Mozilla is working on ‘silent updates' in a bid to reduce the amount of interruptions that a user faces during an update to the Firefox browser.
According to the non-profit organization, it is working on various improvements to the Firefox update process aimed at removing interruptions during the update process and through a blog post aims to explain five of those improvement areas.
The current Firefox update process detects and downloads the update files automatically, but when it comes to applying those updates, Firefox needs to be closed before the changes are applied which often needs a restart if the user is actually browsing the web during the update. The restart, in current scenario, does take quite some time before users' can resume their browsing activities. According to Mozilla, the latest update process will be able to update the browser while it is still running and when the user does restart the browser, the time would be minimal and reload of the browser will happen in a flash.

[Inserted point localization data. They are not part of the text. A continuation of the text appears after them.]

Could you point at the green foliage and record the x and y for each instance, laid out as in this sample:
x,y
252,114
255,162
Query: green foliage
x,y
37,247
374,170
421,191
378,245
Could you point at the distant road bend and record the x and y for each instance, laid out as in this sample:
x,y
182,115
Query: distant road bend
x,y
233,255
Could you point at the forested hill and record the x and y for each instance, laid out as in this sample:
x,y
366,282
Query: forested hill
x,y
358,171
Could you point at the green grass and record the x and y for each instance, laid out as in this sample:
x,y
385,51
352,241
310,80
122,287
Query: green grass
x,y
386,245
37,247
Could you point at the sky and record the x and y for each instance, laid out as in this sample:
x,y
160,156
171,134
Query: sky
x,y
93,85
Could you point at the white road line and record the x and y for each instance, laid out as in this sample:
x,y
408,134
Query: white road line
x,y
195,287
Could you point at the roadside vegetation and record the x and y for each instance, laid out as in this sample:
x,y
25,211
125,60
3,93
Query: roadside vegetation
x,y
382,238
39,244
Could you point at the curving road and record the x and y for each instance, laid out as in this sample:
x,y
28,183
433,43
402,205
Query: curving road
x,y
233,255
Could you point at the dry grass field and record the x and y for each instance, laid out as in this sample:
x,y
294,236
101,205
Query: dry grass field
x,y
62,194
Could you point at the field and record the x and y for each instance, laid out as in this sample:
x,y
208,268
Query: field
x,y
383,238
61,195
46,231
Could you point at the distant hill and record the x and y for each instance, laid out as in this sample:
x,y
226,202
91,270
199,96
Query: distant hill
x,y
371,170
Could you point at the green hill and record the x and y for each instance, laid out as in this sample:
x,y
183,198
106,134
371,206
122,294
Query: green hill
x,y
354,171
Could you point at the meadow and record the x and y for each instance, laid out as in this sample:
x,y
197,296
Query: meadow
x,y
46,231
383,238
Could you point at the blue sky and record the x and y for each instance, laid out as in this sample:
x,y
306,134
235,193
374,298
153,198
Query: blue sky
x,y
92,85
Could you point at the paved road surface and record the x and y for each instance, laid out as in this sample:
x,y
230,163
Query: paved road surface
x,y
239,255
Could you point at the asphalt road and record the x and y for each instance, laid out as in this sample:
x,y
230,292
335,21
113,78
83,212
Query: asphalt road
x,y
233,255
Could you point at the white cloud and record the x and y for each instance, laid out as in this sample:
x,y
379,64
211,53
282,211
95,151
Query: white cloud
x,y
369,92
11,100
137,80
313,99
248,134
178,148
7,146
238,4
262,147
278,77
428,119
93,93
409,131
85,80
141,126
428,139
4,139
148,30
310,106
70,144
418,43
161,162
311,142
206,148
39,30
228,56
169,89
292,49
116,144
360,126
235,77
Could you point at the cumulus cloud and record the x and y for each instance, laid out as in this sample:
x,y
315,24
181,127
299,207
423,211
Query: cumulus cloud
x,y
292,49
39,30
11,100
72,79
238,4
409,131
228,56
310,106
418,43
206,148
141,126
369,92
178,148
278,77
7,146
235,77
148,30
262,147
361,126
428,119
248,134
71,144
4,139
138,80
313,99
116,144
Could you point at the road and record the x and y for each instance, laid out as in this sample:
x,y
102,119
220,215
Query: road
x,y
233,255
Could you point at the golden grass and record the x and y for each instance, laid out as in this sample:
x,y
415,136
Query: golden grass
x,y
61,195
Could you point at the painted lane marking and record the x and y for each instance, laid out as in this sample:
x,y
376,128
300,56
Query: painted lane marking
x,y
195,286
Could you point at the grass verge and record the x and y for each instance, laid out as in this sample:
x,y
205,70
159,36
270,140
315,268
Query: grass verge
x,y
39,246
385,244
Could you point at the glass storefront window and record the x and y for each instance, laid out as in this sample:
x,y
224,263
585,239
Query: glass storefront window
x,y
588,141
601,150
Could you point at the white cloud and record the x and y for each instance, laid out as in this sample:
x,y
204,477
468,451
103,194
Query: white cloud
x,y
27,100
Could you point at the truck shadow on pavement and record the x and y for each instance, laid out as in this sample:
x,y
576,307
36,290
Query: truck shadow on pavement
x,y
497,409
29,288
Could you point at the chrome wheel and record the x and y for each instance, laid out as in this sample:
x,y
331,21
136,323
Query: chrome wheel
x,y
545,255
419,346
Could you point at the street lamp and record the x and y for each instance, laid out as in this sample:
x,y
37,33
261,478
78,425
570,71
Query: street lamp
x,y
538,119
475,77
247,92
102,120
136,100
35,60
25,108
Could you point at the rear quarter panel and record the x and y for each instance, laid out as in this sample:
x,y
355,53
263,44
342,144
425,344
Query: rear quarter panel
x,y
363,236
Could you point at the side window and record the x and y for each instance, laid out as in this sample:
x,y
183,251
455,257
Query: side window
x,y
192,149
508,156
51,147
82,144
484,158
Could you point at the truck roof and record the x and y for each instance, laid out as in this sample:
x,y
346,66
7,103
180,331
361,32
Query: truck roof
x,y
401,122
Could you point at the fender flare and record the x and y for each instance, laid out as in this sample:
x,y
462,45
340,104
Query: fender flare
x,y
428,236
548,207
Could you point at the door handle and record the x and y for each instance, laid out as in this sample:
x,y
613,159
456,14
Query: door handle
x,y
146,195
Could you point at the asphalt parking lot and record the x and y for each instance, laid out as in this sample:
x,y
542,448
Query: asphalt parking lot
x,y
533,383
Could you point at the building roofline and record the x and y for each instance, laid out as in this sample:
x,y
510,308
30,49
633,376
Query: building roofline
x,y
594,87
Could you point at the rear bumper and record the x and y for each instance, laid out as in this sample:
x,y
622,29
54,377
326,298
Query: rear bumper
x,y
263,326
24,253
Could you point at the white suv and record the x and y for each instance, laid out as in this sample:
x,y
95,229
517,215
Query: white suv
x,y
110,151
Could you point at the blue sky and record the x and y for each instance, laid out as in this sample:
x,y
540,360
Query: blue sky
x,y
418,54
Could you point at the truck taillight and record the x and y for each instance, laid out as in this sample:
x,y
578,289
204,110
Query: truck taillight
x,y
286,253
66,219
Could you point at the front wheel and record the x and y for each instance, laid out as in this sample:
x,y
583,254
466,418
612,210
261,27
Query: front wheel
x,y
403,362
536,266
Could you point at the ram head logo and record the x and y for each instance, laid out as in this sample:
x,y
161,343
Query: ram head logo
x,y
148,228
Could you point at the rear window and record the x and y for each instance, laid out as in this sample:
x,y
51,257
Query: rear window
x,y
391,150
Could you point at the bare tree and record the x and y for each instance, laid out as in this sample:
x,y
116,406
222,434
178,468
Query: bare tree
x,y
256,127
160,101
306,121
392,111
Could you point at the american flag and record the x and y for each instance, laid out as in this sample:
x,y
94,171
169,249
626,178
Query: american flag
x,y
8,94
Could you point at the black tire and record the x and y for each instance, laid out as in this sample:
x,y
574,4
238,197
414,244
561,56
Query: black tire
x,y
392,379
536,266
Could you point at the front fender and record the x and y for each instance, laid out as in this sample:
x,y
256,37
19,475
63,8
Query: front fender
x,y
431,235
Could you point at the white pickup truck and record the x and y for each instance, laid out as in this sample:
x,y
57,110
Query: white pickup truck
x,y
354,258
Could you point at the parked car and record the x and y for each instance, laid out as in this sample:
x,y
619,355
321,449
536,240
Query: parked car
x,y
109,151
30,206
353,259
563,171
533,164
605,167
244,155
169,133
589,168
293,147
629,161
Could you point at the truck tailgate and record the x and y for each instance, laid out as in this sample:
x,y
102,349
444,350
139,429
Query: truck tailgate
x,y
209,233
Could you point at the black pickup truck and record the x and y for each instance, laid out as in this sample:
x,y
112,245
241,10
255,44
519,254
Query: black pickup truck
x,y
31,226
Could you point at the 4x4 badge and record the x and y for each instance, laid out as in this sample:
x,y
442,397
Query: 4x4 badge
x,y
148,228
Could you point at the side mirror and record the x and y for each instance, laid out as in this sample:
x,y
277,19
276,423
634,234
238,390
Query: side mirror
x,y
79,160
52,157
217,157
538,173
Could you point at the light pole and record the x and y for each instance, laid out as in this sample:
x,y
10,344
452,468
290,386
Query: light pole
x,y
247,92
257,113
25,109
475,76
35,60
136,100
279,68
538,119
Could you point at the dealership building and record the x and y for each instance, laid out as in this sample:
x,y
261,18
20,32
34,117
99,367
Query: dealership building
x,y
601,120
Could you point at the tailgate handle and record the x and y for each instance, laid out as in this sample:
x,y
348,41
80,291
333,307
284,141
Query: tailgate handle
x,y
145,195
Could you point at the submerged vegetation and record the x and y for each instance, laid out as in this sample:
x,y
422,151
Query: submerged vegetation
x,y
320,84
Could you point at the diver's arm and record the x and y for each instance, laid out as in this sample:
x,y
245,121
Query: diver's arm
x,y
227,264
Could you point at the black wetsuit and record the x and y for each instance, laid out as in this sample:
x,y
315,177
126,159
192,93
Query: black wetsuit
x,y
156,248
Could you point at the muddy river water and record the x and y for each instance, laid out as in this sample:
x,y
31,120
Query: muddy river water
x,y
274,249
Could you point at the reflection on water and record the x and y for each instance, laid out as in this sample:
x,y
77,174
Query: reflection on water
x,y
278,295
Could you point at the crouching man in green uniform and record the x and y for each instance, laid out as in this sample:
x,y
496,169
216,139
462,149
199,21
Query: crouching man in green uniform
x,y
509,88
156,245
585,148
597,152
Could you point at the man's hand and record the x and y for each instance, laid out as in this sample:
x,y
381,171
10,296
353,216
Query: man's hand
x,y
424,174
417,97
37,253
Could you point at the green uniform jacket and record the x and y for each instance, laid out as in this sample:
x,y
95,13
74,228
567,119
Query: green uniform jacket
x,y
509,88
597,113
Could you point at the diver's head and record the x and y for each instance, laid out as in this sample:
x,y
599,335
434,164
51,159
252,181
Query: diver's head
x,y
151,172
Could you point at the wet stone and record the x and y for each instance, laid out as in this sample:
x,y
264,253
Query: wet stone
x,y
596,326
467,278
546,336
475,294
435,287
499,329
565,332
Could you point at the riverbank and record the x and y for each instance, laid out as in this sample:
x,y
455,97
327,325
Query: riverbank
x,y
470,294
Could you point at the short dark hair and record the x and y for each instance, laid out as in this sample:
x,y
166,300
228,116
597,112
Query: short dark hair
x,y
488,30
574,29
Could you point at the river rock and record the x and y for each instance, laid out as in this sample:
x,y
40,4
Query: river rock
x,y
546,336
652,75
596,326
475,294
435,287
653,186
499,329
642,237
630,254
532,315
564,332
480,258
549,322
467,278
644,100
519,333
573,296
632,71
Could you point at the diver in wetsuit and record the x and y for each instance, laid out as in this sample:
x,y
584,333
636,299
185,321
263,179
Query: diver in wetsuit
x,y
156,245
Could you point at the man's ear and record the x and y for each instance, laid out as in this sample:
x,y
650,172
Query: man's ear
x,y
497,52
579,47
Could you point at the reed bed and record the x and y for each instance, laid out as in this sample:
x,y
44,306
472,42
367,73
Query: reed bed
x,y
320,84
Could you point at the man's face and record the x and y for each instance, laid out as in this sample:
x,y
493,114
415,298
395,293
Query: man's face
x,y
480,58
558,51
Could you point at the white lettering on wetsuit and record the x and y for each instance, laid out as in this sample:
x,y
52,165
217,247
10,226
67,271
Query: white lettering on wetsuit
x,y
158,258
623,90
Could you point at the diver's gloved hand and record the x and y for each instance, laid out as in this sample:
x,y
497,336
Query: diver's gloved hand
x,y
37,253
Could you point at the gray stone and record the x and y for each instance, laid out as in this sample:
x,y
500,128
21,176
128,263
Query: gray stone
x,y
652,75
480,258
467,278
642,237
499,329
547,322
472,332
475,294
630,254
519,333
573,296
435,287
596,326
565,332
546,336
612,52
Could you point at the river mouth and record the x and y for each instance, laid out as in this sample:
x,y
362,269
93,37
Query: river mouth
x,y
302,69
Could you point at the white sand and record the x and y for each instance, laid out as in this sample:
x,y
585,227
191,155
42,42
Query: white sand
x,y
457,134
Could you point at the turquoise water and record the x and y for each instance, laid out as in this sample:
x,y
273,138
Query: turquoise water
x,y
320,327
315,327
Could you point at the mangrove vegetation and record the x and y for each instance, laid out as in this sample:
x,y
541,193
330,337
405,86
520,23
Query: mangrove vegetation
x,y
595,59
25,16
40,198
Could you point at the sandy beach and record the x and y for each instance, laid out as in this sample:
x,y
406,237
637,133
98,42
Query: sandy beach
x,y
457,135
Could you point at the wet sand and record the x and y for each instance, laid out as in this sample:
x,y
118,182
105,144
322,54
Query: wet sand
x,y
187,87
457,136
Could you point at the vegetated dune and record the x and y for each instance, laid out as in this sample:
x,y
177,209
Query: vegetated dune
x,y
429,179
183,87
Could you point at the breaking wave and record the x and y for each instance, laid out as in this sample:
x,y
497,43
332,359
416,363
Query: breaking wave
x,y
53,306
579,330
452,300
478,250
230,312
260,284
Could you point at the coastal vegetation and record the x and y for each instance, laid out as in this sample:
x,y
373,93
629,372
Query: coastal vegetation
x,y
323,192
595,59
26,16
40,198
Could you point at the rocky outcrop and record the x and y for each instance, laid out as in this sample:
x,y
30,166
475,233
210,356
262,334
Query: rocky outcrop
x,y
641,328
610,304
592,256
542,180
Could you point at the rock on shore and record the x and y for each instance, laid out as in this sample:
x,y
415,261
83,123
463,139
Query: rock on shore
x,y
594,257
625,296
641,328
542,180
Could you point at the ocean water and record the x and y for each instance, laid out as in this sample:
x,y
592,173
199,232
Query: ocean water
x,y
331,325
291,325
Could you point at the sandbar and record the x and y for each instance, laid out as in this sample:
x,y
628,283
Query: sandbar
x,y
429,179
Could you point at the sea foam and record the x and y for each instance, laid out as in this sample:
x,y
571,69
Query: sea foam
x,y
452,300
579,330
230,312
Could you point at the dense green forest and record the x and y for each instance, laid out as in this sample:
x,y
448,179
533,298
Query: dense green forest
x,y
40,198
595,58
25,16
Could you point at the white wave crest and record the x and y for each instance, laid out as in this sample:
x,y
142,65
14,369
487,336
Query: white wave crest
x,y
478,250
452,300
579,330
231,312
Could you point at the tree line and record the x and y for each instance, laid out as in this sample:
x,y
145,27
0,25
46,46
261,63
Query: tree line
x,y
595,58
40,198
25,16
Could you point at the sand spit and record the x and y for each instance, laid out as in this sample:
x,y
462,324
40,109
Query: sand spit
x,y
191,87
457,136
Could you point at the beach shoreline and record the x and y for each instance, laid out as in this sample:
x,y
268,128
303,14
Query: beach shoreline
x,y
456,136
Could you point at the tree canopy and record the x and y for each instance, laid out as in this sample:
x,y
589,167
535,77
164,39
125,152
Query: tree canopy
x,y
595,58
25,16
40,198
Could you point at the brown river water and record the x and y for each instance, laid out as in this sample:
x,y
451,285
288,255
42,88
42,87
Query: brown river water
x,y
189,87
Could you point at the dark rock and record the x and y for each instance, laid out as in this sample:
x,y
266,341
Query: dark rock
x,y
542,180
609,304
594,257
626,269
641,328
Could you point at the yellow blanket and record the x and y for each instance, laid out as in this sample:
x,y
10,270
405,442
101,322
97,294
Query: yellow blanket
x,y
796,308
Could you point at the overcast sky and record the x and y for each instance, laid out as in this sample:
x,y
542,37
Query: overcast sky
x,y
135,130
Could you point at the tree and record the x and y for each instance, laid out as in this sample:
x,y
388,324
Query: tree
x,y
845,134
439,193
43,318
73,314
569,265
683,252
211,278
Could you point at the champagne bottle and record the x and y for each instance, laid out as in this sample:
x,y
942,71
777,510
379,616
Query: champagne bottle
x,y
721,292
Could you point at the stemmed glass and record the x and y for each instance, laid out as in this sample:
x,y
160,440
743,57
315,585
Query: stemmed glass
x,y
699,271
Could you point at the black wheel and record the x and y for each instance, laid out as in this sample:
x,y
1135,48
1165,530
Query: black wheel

Another important change in line is the getting rid of the Windows UAC. As it stands currently, every time an update has to be applied to Firefox browser, in case of Windows Vista and 7, Windows UAC dialog box pops up asking for permissions. This might be a bit annoying and tends to irate users. With this in mind Mozilla is going to incorporate an update service in its Aurora line of browsers which will actually run in background. The service, when it runs for the first time, will be required to be given permission through UAC but, all the subsequent updates to the browser will happen in a UAC free mode.